Shine’s novel was an occasionally sluggish, overwrought affair. Shyamalan (who also wrote the script) has stripped away a lot of the narrative flab and focused on the core story of Mina (Dakota Fanning), an American living in Ireland who is still coping with the trauma of causing the death of her mother when she was a child. She works in a pet shop and is tasked by her boss with delivering a valuable bird to a customer across the country. Her car breaks down in a supernaturally huge forest. The car seems to disappear, and she encounters Madeleine (Olwen Fouere), an old woman watching her from nearby. With night falling, Mina takes refuge in a bunker-like building called ’The Coop’ alongside Madeleine and two other occupants. They explain that they are trapped in the bunker, observed at night by nocturnal creatures called ‘Watchers.’ Mina soon finds out that that’s no way out of the forest and that the Watchers, who are afraid of the light, will kill anyone outside the Coop at night. Days, months and seasons pass, and the four remain trapped in the Coop, turning on one another and becoming increasingly suspicious of one another. But in time, they discover the secrets of both the Coop and the Watchers and work to find a way out of the forest forever,
Despite the chamber-piece nature of its central conceit, The Watched is an ambitious and unusual piece of storytelling. Shyamalan clearly revels in evoking a sense of claustrophobia both inside the Coop and outside in the endless forest, and the Watchers themselves, wisely kept off-screen for much of the film, are an ever-present, terrifying threat that is all the better for being kept in the shadows and the darkness. The balance of the film seems uneven as both tone and locale shift in the last act, but that’s as much an issue with the original novel as it is with Shyamalan’s screenplay, which manages to make the nature and origins of the Watchers clearer and more plausible than in the novel.

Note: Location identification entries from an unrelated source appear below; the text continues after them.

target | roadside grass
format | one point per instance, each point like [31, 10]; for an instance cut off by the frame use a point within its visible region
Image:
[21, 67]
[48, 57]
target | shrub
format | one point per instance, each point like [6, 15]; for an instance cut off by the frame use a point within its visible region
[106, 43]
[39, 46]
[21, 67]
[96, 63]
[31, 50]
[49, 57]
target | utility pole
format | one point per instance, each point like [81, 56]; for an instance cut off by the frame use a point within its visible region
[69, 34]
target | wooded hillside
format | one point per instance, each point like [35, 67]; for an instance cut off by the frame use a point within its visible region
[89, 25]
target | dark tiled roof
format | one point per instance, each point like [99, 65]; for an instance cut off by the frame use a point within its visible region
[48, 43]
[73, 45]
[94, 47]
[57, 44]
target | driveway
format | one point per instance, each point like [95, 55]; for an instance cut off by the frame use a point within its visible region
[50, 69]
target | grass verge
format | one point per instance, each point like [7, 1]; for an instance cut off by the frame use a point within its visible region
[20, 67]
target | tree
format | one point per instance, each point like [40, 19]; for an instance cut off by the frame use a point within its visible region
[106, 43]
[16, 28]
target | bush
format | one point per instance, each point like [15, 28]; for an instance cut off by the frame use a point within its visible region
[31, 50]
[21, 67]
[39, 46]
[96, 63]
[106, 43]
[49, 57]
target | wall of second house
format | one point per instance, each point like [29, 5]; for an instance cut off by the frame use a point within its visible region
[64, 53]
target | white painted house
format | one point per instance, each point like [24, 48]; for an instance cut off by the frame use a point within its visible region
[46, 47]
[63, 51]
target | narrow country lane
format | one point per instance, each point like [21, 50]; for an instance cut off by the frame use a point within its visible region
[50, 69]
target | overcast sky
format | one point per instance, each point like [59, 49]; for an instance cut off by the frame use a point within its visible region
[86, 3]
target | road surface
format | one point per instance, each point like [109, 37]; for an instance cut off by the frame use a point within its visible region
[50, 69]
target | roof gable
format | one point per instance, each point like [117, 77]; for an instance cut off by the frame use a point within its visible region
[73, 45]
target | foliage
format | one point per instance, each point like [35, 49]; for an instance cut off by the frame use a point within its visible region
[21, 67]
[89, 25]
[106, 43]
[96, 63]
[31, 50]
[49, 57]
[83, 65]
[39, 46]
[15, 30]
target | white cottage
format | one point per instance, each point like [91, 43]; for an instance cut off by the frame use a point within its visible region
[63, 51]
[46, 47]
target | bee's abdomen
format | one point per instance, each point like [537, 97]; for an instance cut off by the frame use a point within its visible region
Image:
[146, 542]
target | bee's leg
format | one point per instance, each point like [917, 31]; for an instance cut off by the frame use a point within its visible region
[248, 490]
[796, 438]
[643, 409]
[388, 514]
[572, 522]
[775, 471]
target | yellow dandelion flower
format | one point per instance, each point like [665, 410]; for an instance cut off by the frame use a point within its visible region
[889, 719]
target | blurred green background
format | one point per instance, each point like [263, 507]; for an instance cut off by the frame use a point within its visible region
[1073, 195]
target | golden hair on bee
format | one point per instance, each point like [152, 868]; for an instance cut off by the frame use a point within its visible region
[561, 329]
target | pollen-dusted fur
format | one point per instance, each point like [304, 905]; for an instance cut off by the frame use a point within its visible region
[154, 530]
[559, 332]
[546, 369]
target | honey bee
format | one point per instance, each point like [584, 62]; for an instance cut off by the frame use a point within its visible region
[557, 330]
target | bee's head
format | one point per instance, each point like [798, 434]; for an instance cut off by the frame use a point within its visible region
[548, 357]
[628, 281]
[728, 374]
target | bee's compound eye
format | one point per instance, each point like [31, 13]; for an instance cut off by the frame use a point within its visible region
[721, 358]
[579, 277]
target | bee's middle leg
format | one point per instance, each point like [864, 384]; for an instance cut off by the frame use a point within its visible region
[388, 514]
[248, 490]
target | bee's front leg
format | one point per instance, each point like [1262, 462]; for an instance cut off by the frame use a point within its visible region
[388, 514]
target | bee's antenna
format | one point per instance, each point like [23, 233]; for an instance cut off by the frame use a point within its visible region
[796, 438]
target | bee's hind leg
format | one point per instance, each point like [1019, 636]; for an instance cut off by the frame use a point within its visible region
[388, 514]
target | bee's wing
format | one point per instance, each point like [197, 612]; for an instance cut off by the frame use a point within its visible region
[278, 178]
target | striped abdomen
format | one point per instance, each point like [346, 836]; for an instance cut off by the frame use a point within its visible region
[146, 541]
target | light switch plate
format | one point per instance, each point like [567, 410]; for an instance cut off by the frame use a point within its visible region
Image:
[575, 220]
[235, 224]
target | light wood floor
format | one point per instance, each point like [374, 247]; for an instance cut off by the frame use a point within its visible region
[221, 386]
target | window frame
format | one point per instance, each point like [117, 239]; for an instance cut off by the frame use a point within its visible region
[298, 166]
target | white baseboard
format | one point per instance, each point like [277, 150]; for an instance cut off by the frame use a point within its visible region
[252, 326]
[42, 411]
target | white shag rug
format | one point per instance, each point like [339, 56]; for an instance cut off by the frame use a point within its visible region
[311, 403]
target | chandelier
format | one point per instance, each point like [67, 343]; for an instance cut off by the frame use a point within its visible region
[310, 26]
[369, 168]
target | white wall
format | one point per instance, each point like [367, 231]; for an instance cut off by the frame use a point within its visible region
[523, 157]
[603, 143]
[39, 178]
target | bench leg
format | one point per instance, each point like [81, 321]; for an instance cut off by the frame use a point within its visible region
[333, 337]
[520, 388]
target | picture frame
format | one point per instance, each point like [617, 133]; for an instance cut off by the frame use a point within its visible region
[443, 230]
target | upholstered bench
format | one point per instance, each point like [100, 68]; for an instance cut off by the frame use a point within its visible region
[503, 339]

With its nimble running time (just 100 minutes), The Watched is long enough to do what it needs to do without testing the audience’s patience. It allows Shyamalan to build on the tricks she’s clearly learned from her father while suggesting that she has a pretty firm grasp on the genre and how to draw the best out of what is, here, a potentially tricky and uninvolving story. It also suggests that she has a very bright future in the world of the dark and mysterious.